ザ・ドリフターズの高木ブーさんが自動車運転免許証を返納したのは4年前、84歳の時。当時はまだ返納者が少なかったこともあり、大きなニュースとなりました。きっぱりと運転をやめた背景には、コメディアンとしての強い思いもあったそうです。父娘の対談で明かされた経緯とはーー(構成=上田恵子 撮影=本社写真部)
「タレントが運転してはいけない」と言われた頃
かおる 最近、高齢者の運転による事故が増えているなと思うの。うちはお父さんと、私たち夫婦と息子の二世帯同居だから、一緒にテレビを見て、事故のニュースについてあれこれ話し合うことも多いね。
ブー 本当に、毎日事故のニュースを見ている気がする。僕が免許を返納したのは、17年の3月か。取るのは時間がかかったのに、返すのはあっという間だったな。
かおる お父さんが免許を取ったのはわりと遅かったのよね。私が中学生の時だった記憶がある。
ブー 42、43歳の頃だったと思う。夏休みを3週間もらって、やっとね。それまで仕事が忙しくてさ、免許を取りに行く暇がなかったんだよ。

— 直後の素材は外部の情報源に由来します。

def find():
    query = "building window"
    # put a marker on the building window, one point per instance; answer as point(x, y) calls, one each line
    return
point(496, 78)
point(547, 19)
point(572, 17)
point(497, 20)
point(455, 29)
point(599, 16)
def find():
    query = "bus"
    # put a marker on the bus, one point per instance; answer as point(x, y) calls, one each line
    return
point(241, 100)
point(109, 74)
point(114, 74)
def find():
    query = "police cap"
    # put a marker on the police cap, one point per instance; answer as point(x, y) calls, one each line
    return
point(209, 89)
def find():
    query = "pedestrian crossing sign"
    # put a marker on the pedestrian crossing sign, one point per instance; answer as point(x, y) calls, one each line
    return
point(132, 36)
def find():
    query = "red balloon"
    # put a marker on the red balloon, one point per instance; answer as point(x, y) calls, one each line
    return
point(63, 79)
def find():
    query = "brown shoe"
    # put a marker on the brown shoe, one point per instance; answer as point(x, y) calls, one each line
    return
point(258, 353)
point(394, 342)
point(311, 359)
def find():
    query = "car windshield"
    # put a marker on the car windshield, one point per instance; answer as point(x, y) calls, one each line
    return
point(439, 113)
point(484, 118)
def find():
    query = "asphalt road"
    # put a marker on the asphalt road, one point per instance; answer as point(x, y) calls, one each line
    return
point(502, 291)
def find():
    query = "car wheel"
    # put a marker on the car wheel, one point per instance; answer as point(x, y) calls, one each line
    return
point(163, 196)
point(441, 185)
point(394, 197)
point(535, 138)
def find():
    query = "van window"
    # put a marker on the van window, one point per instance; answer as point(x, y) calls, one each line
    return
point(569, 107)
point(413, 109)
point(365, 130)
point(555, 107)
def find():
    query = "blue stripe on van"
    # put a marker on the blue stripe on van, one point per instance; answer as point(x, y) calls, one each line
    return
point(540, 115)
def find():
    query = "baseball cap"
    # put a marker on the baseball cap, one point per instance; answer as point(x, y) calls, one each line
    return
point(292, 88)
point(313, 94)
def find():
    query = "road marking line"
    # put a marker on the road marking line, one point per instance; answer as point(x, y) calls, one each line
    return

かおる 知り合いの方が山形で自動車教習所をやっていて、その方のお宅に泊まって免許を取ったんじゃなかった? 合宿免許みたいな感じで。
ブー そうだった。そもそもドリフターズ時代は、いつも運転手さんがついていたからね。「タレントが事故を起こしたら大変だから、車を運転しちゃいけない」って事務所の方針で。
かおる どうして40代で免許を取ろうと思ったの?
ブー やっぱり、自分で運転してみたかったんだなあ。車があれば行きたい時に行きたいところへ行けるし。
かおる 最初はぶつけてもいいようにと、丈夫な車を買ったんだよね。
ブー 当時は、「高い車は頑丈で、ぶつけても安心」みたいな考えを持っていたんだよ。たとえば外国の車なら「ベンツ」、日本車なら「クラウン」といったクラス。